Air Transport

DATE:29/09/08
SOURCE:Flight International
Ryanair pilots set for some unpaid winter leave

Ryanair will make unpaid leave this winter compulsory for its pilots if insufficient of them volunteer to take it, confirms the airline's chief executive Michael O'Leary.

The Irish low-fare airline's boss says periods of unpaid leave, which may vary from a week to three weeks, will be allocated across the pilot workforce without reference to seniority. "If they don't like it they can leave," he adds.

The Irish Airline Pilots Association (IALPA) says this is a ploy to introduce a pay cut, but says that what it is really worried about is the "casualisation" of the working relationship between the airline and its pilots, commenting: "Such casualisation is totally inappropriate to a safety critical technical profession such as that of airline pilots and IALPA is completely opposed to it."

If O'Leary can casualise leave arrangements at will, IALPA says, the question is where Ryanair will go next, because such actions imply the airline could move to a system under which it pays pilots only when it suits the carrier. On the issue of compulsory leave as a means of cutting pay, Capt Michael McLaughlin of IALPA says: "One week's compulsory unpaid leave is a 2% pay cut and four weeks is an 8% pay cut."

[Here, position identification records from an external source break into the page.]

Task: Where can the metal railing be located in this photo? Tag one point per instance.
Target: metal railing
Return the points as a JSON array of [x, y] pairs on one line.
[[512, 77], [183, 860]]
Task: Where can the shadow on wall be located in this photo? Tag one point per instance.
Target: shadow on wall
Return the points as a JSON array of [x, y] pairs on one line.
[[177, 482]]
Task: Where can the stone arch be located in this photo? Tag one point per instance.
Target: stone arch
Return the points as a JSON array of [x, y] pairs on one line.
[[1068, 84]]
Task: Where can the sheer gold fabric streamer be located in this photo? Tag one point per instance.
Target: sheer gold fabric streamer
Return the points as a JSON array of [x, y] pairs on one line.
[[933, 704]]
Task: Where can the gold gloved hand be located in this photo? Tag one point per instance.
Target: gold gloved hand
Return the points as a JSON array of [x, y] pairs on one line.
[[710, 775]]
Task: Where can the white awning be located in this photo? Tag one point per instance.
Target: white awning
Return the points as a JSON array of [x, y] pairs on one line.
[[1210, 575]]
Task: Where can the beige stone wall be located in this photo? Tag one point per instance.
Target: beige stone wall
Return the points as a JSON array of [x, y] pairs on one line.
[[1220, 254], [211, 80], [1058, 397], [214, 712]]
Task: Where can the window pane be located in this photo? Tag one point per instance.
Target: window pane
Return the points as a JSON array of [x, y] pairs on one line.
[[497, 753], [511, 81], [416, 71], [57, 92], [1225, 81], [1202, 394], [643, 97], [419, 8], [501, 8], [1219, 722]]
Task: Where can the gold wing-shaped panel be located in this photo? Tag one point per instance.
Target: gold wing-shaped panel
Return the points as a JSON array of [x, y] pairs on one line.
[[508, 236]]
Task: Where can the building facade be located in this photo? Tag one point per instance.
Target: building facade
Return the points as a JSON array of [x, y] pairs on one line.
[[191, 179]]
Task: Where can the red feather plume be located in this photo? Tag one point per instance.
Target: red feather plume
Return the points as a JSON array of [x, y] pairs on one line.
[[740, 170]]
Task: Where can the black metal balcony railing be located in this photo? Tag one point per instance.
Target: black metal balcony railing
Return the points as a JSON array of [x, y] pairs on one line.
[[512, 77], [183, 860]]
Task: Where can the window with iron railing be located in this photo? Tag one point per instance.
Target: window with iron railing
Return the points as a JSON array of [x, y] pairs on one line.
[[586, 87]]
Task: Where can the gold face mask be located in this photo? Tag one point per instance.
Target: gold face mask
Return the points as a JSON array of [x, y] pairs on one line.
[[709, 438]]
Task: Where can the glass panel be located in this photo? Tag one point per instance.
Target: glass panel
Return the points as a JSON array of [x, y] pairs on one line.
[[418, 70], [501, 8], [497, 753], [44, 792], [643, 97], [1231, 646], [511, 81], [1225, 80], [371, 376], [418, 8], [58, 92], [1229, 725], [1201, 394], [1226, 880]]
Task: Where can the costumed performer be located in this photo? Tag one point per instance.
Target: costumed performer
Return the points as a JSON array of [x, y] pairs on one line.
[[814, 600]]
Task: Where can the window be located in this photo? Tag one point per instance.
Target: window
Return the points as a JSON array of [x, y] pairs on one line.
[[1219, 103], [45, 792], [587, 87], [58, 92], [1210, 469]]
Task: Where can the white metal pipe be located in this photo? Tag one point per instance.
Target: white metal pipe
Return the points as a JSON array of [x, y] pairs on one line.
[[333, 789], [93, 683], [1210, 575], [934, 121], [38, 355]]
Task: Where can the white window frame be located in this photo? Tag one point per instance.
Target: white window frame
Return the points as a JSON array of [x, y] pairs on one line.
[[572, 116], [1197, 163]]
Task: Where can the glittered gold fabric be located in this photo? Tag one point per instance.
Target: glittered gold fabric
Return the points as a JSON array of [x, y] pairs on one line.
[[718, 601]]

O'Leary says the airline is looking everywhere for cost-saving opportunities. He has taken a pay cut, and he says he believes others should share in the economic realities the airline faces.

Asked why he does not lay pilots off if he has too many, O'Leary says he has stopped recruiting because the carrier's needs are already taken care of well into next year, but adds that because the airline intends to continue expanding into the 2009 high season, layoffs do not make sense.

O'Leary says there are now plenty of pilots on the market with airlines such as UK charter carrier XL Airways having closed down on 12 September, and he agrees with British Airways that there will be more failures. He wants Ryanair to be around to expand into the market spaces left.